AI in an inclusive working world Prof. Jochen Steil on the use of artificial intelligence for more participation in working life
Almost eight million people in Germany, as of 2020, live with various impairments, a third of them of working age. The publication “Mit KI zu mehr Teilhabe in der Arbeitswelt” by the platform Lernende Systeme sheds light on how artificial intelligence (AI) can support these people in their integration into the working world. We spoke with Professor Jochen Steil, head of the Institute of Robotics and Process Control at TU Braunschweig and first author of the publication, about the potential and possible applications of AI technologies as well as the challenges that arise in the design of an inclusive working world.
What contribution can AI make in an inclusive working world?
AI technologies can make the working world more accessible and inclusive. For example, robotics and exoskeletons, a kind of support corset, can already support people with impairments in physically demanding tasks. AI can also make communication barrier-free by converting complex texts into plain language and thus making information accessible to all. Or it translates sign language into text or speech in real time. This makes it easier for hearing and deaf people to communicate with each other. The prerequisite is that the systems are tailored to people’s individual needs so as to make it easier for them to participate in working life or to enable them to engage in new work activities.
What are the necessary conditions for the development and use of AI applications in an inclusive world of work?
In order to expand or strengthen the individual competences of these people through AI technologies, it is essential to actively involve them in the development and inclusive design of the systems. To achieve technologies that fit as closely as possible, we need to keep the relevant target groups in mind and integrate people with impairments into the development process as early as possible.
How can AI systems be designed to accommodate the needs of people with different impairments?
Adaptive learning and assistance systems that can dynamically adapt to different individual and situational needs are a promising solution. However, this adaptation cannot be exclusively data-driven, as specific needs rarely follow general patterns and it is difficult to realistically collect sufficient amounts of data. Therefore, personalised methods are additionally required. These combine “one-shot learning”—a method in machine learning in which a model develops the ability to learn from a single example without requiring extensive training data—classical adaptation through control loops and AI-enhanced perception methods of the assisting systems. Such adaptive systems hardly exist at present. So there is a considerable need for research.
How can AI systems be prevented from reinforcing existing prejudices?
To ensure fair and non-discriminatory AI, it is crucial that the training data for the AI systems are varied and representative. They should reflect the diversity of people. This requires careful selection and preparation of data, which can be ensured through transparent and responsible data practices.
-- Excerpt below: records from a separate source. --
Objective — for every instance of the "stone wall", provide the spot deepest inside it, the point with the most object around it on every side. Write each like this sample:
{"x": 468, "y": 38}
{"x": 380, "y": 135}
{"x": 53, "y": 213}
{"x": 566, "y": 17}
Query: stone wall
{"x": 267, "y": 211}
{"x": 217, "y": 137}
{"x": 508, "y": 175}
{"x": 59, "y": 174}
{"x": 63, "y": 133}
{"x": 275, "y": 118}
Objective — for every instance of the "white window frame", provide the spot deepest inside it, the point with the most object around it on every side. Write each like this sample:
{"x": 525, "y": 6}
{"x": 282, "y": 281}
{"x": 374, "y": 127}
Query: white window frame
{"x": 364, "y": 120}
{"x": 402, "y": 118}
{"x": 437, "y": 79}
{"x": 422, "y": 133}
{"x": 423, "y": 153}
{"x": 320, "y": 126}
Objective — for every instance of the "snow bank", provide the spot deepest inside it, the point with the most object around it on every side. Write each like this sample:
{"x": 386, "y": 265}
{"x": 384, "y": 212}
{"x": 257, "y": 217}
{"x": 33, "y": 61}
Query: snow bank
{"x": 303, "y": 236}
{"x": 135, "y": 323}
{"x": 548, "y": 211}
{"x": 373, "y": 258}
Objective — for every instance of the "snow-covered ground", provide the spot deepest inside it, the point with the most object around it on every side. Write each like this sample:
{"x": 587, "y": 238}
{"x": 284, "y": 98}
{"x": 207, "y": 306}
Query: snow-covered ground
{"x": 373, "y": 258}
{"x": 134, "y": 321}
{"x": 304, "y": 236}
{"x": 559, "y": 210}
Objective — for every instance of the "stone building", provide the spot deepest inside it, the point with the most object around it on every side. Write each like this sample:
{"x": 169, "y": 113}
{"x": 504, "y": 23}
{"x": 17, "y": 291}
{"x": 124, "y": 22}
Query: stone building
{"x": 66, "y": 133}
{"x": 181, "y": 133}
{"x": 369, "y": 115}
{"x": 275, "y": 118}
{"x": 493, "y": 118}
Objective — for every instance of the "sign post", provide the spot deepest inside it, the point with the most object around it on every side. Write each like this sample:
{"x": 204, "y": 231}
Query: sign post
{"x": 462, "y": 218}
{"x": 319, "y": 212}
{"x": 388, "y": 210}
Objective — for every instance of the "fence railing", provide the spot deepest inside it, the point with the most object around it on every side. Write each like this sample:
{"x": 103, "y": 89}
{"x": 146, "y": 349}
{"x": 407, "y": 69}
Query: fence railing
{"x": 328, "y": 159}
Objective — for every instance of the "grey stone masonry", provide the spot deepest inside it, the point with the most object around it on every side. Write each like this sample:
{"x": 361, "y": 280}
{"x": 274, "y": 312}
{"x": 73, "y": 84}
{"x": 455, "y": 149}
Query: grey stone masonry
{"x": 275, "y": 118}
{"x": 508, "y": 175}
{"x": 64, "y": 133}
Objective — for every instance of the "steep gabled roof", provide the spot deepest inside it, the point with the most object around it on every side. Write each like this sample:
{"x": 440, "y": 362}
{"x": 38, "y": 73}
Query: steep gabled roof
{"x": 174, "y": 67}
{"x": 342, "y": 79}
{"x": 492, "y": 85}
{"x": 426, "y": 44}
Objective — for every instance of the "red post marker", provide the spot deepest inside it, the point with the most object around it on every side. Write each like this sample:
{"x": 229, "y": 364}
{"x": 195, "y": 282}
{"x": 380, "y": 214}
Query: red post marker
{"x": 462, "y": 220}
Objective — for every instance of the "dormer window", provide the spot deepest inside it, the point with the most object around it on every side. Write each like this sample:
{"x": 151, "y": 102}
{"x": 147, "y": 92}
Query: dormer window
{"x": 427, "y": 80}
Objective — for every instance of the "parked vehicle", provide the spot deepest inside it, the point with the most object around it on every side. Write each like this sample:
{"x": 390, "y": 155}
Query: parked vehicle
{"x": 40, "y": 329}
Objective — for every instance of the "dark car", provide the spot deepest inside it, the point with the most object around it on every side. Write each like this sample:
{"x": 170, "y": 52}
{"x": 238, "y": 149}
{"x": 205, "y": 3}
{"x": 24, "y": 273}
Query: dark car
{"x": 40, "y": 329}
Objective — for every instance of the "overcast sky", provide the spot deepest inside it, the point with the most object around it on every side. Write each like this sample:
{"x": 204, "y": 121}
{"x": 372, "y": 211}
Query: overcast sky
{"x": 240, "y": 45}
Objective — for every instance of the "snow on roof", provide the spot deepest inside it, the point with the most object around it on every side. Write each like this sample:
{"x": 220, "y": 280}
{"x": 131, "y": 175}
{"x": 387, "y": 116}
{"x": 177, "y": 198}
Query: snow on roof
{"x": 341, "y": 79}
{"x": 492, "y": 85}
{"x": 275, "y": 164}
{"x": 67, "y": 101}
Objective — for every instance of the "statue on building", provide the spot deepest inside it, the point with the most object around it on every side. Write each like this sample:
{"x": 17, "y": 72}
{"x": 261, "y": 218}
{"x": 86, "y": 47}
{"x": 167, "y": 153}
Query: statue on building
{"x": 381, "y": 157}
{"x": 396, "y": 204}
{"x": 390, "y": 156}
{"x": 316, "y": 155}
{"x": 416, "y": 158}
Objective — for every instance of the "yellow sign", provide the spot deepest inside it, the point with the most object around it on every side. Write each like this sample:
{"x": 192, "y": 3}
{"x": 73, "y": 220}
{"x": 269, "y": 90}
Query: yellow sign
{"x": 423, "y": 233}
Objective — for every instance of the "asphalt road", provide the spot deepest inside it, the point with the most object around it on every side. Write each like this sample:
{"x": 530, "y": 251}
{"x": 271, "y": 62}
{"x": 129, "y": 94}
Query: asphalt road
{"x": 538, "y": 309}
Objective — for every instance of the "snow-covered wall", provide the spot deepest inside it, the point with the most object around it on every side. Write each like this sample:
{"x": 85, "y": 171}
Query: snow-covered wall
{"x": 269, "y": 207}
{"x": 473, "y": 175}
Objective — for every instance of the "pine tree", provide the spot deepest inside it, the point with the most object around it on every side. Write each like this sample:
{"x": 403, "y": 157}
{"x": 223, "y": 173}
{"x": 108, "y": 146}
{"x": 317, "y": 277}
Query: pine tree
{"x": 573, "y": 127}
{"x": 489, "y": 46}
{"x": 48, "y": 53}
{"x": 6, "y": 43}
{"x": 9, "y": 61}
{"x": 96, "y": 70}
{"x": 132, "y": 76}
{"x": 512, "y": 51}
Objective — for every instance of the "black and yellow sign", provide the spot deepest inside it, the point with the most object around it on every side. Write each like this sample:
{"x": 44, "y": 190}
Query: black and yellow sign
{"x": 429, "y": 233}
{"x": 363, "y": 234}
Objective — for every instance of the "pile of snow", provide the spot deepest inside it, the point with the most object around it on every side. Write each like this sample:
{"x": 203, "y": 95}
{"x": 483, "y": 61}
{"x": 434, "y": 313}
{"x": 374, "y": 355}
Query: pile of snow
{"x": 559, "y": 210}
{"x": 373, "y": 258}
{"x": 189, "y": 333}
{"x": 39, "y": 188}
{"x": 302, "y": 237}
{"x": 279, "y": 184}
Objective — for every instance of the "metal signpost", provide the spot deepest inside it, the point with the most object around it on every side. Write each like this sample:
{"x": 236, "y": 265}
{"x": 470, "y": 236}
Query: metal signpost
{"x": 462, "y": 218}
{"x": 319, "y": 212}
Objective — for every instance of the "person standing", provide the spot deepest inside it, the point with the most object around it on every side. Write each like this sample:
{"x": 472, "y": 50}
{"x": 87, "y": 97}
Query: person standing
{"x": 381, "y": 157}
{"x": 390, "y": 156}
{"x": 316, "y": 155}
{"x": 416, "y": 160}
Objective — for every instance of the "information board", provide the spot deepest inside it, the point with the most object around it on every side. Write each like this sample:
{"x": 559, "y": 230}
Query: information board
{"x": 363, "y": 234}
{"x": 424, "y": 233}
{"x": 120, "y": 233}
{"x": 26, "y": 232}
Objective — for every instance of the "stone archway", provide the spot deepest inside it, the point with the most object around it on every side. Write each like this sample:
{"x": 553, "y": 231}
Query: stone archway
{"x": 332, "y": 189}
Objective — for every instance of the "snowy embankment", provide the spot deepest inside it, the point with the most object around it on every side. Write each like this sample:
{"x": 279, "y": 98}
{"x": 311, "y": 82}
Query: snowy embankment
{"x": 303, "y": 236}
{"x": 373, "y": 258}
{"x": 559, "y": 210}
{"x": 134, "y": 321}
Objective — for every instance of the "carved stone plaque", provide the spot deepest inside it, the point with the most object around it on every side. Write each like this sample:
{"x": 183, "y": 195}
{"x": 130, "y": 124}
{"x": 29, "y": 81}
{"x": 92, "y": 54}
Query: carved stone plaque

How can a balanced approach between data use and data protection be ensured, especially in the context of AI applications in an inclusive working world?
The database on which AI systems are trained touches on sensitive and personal areas such as health data or learning progress. Therefore, the protection of this data and personal rights is a key challenge. For example, data collected to evaluate learning behaviour and progress in order to provide individualised learning content must not be used to compare employees with each other or to favour those who achieve learning success more quickly. The development and implementation of these systems therefore requires a constant balancing act between optimising the usability of the systems and protecting the data and privacy rights of users.
How can trust be fostered regarding the protection of sensitive data?
It is important that it is clear to employees at all times what data is collected by the respective technology, how and where this data is processed and who has access to this data and in what form—for example, anonymised. At the same time, efforts to ensure data protection starting at the technical level—we are talking about privacy-by-design—should be supported and further developed.
What other challenges arise in the use of AI technologies in an inclusive working world?
The use of AI technologies must not lead to increased exclusion, especially if the tasks at work become more interdisciplinary and complex and the qualification requirements increase. Adapting to new circumstances in the working world through further training can lead to a much more difficult situation for people with learning difficulties or with mental impairments. The same applies to a working world that relies more on interdisciplinary communication: People with impairments in social and communication skills may experience greater difficulties here than their colleagues. It is therefore crucial that we take these aspects into account when implementing AI technologies.
Do you see more risks or opportunities?
Despite all the risks associated with the implementation of AI, we see above all the opportunities for an inclusive working world! The key to success lies in the development of suitable technologies and the creation of the right framework conditions – be it in corporate culture, the promotion and regulation of technologies or barrier-free education with adapted curricula. Because: Participation in the working world begins with inclusive education.